The entire model is subject to a uniform acceleration according to \(x\) with a value of \(100\mathrm{\times }g\) with \(g=9.81{\mathrm{m.s}}^{-2}\)
Spectral response
The pipe line is subjected to an excitation following \(x\), defined by a response spectrum such as:
its value in displacement for frequencies between 1 and 10. \(\mathrm{Hz}\), or \(d=48.E-\mathrm{3m}\)

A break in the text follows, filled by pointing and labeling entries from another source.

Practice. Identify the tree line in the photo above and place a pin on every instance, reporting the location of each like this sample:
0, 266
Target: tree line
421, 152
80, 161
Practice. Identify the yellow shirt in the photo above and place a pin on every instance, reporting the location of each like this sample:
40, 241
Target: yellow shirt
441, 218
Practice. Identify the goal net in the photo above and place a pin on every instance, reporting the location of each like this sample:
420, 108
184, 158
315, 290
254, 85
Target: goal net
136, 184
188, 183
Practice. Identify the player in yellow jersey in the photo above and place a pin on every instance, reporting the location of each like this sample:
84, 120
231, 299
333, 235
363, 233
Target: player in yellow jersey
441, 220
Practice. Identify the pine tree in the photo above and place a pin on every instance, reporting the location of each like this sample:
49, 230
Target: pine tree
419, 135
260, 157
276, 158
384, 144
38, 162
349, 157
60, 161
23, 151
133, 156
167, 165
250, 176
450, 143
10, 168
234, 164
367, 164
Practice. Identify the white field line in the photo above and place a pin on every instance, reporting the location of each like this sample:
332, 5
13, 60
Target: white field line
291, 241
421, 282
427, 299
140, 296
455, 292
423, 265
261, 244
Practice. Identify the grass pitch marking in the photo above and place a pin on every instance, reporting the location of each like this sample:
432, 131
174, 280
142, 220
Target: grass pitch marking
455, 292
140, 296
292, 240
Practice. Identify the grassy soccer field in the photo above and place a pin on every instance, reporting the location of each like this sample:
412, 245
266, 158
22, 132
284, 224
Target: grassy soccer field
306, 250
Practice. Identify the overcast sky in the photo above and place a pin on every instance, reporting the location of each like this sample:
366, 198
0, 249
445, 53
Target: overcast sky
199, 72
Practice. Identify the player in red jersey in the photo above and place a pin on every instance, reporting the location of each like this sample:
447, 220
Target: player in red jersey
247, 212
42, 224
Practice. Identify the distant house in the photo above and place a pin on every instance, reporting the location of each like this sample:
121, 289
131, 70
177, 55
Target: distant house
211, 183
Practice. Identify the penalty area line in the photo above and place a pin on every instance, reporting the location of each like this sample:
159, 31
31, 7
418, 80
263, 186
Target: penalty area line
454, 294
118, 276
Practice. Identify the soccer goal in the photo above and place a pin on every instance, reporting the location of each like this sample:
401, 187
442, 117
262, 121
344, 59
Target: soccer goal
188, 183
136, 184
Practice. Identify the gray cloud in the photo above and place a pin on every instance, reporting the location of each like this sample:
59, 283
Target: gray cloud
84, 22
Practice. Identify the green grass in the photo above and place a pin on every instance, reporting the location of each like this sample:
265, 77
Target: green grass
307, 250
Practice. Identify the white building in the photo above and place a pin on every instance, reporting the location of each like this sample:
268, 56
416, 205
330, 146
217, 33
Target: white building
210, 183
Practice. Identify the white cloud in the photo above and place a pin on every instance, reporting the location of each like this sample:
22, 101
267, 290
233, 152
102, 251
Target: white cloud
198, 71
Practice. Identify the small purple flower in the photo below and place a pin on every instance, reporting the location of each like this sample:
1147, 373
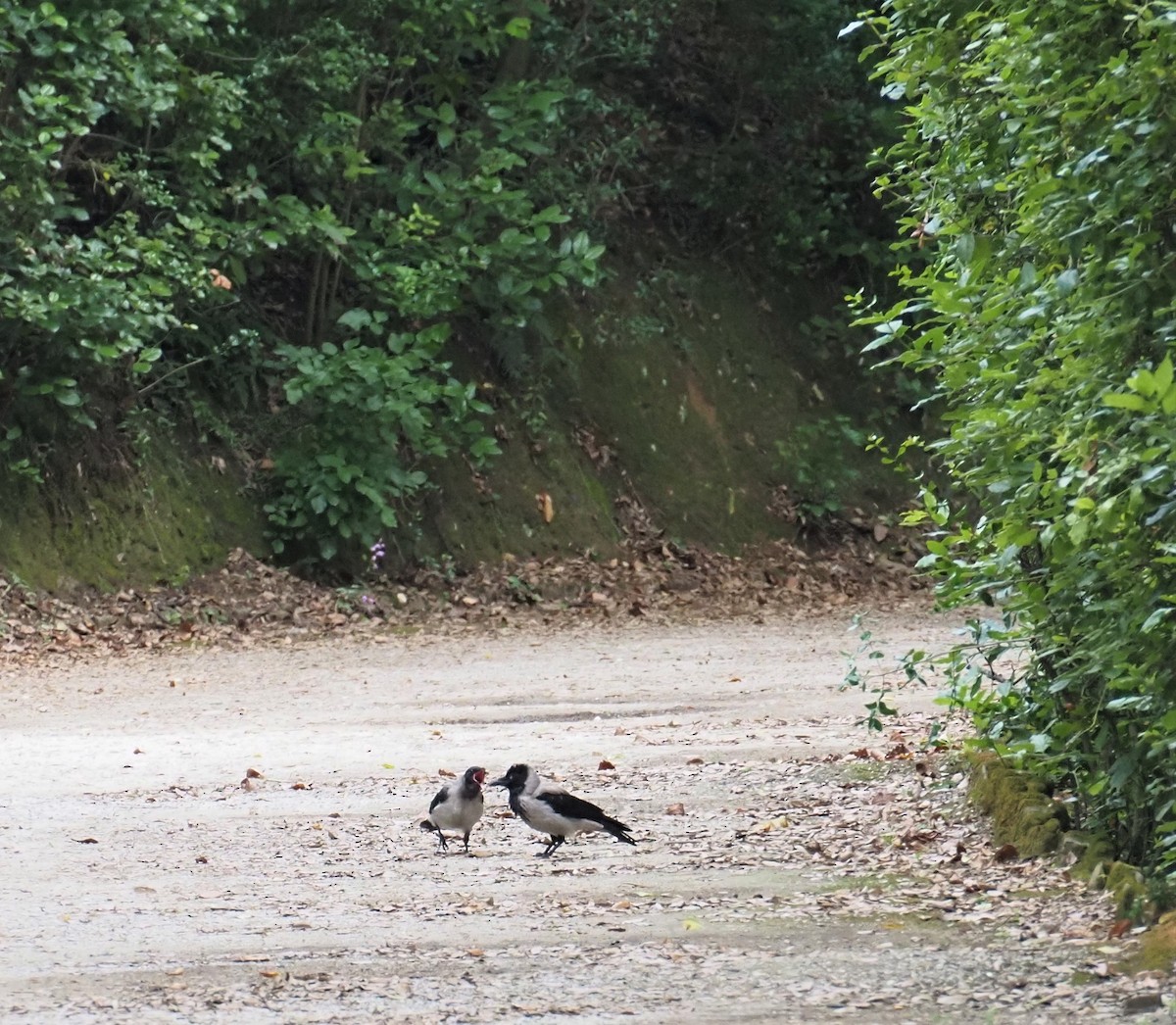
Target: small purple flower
376, 553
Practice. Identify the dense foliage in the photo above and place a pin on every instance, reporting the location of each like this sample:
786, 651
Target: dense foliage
274, 222
1039, 172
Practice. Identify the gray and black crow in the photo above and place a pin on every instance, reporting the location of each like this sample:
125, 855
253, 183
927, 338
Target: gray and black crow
548, 807
458, 806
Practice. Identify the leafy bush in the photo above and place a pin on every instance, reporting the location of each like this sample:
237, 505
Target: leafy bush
1038, 175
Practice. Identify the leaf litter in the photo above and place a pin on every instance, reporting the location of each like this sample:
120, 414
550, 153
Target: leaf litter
854, 882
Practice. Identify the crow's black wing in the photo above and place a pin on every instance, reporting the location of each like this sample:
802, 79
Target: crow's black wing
441, 799
568, 805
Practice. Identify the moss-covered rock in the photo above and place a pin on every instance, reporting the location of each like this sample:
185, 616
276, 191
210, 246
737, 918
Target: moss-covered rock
1157, 949
1022, 811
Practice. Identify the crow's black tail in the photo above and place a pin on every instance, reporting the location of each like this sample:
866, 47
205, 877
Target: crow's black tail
618, 830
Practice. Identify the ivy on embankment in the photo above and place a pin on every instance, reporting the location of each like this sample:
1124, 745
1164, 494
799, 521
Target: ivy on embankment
1039, 176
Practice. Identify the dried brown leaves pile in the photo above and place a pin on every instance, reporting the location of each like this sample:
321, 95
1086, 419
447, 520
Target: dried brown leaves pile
248, 602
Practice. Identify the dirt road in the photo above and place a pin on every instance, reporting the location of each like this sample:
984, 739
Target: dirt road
800, 883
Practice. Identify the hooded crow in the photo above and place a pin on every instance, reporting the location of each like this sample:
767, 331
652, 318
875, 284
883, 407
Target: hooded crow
548, 807
458, 806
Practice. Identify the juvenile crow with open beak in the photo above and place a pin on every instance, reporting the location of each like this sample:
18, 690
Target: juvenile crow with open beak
548, 807
458, 806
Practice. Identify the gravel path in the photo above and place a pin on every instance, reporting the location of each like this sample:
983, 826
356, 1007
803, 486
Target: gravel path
791, 867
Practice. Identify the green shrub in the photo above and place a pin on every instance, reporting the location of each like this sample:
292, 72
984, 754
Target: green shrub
1038, 174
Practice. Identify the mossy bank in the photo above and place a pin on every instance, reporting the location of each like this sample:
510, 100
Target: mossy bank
673, 392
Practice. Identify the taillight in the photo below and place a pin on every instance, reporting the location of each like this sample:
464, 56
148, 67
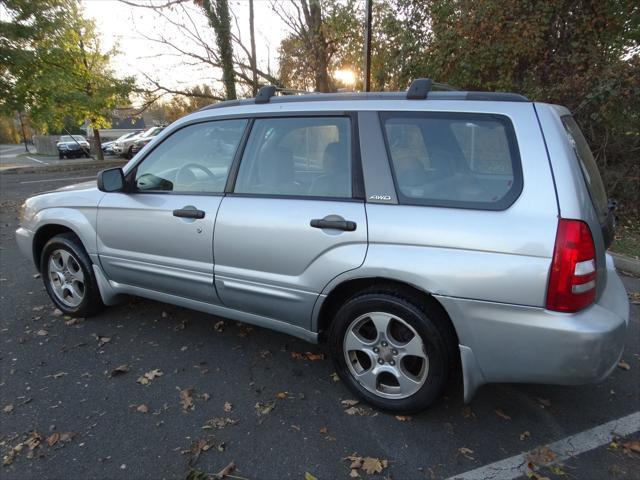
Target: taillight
572, 283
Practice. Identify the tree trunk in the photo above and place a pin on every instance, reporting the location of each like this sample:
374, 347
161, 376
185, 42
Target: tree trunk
313, 16
24, 136
254, 60
220, 20
98, 144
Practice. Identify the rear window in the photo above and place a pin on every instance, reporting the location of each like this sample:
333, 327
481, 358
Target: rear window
453, 159
588, 166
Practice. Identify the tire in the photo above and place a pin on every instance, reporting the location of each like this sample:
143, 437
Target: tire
68, 277
411, 327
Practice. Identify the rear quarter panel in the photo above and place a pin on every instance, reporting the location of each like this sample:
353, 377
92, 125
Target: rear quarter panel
498, 256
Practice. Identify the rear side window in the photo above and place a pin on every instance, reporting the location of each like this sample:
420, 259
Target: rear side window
297, 156
588, 166
453, 159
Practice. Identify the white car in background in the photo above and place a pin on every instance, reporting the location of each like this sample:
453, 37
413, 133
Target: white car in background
124, 147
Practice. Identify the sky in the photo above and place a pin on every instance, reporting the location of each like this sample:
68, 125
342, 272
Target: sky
132, 30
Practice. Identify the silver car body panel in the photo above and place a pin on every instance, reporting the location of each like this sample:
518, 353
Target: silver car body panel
271, 262
260, 262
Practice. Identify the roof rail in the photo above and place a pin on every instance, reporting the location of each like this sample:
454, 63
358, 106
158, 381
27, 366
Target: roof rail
265, 93
420, 88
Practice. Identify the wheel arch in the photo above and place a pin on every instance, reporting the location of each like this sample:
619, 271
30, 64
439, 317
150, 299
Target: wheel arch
44, 234
348, 288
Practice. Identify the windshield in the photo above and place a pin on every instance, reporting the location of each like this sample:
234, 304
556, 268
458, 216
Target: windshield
126, 135
72, 138
151, 132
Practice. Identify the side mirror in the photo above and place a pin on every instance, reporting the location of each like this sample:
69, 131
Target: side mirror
111, 180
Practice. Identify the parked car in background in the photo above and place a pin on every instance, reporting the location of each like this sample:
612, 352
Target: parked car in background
72, 146
141, 142
415, 232
107, 147
124, 147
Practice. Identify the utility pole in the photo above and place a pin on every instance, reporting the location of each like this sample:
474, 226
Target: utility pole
24, 136
367, 46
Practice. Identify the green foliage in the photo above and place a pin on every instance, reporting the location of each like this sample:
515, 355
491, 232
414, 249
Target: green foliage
53, 67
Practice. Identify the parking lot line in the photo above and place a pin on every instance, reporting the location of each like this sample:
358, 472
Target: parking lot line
517, 466
58, 179
36, 160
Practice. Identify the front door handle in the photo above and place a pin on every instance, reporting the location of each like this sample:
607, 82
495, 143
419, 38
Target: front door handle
188, 213
334, 223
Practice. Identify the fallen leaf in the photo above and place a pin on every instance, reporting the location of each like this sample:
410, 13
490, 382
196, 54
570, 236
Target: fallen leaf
219, 423
33, 441
403, 418
186, 399
358, 411
102, 341
624, 365
373, 465
120, 369
53, 439
541, 456
67, 436
226, 471
265, 408
149, 376
219, 326
545, 402
633, 446
466, 452
501, 414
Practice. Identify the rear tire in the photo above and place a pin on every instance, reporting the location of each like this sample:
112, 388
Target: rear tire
67, 273
391, 350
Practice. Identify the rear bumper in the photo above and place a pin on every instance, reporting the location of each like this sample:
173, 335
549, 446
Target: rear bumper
511, 343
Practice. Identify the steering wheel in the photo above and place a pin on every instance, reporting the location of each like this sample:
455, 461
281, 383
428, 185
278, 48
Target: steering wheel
185, 175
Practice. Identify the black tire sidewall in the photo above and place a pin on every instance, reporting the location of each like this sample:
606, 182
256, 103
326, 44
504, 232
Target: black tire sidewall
435, 348
92, 302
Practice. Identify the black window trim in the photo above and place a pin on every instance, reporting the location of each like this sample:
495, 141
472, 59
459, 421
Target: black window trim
357, 178
130, 177
516, 163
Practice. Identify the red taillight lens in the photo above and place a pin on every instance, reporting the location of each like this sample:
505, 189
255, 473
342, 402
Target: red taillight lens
572, 283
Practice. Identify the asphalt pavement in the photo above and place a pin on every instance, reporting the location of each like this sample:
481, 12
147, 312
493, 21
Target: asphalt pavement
195, 393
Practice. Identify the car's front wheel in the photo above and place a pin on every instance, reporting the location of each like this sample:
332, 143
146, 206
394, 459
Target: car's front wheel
391, 351
68, 276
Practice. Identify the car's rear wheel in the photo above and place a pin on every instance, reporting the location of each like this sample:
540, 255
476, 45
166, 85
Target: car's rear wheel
68, 276
391, 351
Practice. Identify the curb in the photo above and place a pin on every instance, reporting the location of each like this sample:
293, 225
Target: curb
627, 264
69, 167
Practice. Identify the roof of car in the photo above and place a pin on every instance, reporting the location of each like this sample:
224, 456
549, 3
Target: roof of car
324, 97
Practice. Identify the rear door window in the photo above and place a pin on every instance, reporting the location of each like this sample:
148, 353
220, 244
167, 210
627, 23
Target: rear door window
453, 159
588, 166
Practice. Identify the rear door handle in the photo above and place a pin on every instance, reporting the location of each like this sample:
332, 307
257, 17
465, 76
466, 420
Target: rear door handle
188, 213
346, 225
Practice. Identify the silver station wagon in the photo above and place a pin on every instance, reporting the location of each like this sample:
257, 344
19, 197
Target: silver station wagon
415, 232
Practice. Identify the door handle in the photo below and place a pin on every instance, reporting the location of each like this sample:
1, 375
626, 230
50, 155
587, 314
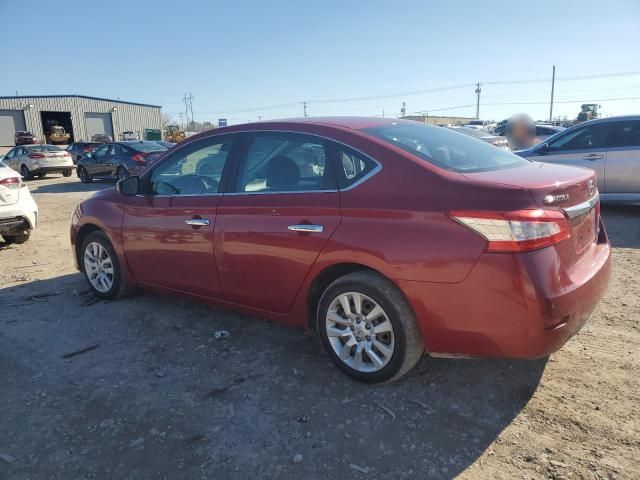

its speed value for frequencies between 10. and 63. \(\mathrm{Hz}\), or \(v={\mathrm{3.m.s}}^{-1}\)
its acceleration value for frequencies between 63. and 1000. \(\mathrm{Hz}\), or \(\gamma =120\ast g\)
Below is shown the acceleration spectrum, determined from the excitation for reduced damping \(\xi \mathrm{=}0\).
The characteristic values used are:
\(\gamma (1\mathrm{Hz})=\mathrm{1.92m}/{s}^{2}\) \(\gamma (10\mathrm{Hz})=192m/{s}^{2}\) \(\gamma (63\mathit{Hz})\mathrm{=}1000m\mathrm{/}{s}^{2}\)
\(\gamma (1000\mathrm{Hz})=1000m/{s}^{2}\)
1.3.3. Elbow flexibility#
The flexibility coefficient, \({C}_{\mathrm{flex}}\), of the elbows is given by the RCC -M regulation:
\({C}_{\mathrm{flex}}=\frac{1.65}{h}\) with \(h=\frac{\mathrm{ep}\ast {r}_{\mathrm{courb}}}{{r}_{m}^{2}}\)
\(\mathrm{ep}\) |
: |
elbow thickness |
\({r}_{\mathrm{courb}}\) |
: |
elbow radius of curvature |
\({r}_{m}\) |
: |
mean elbow radius |
The stress intensification index, \({I}_{\mathrm{sigm}}\), is given by:
\({I}_{\mathrm{sigm}}=\frac{0.9}{{h}^{0.666}}\)
According to regulation RCC -M, the flexibility coefficient and the stress intensification index are greater than or equal to one. This is not the case in this test case.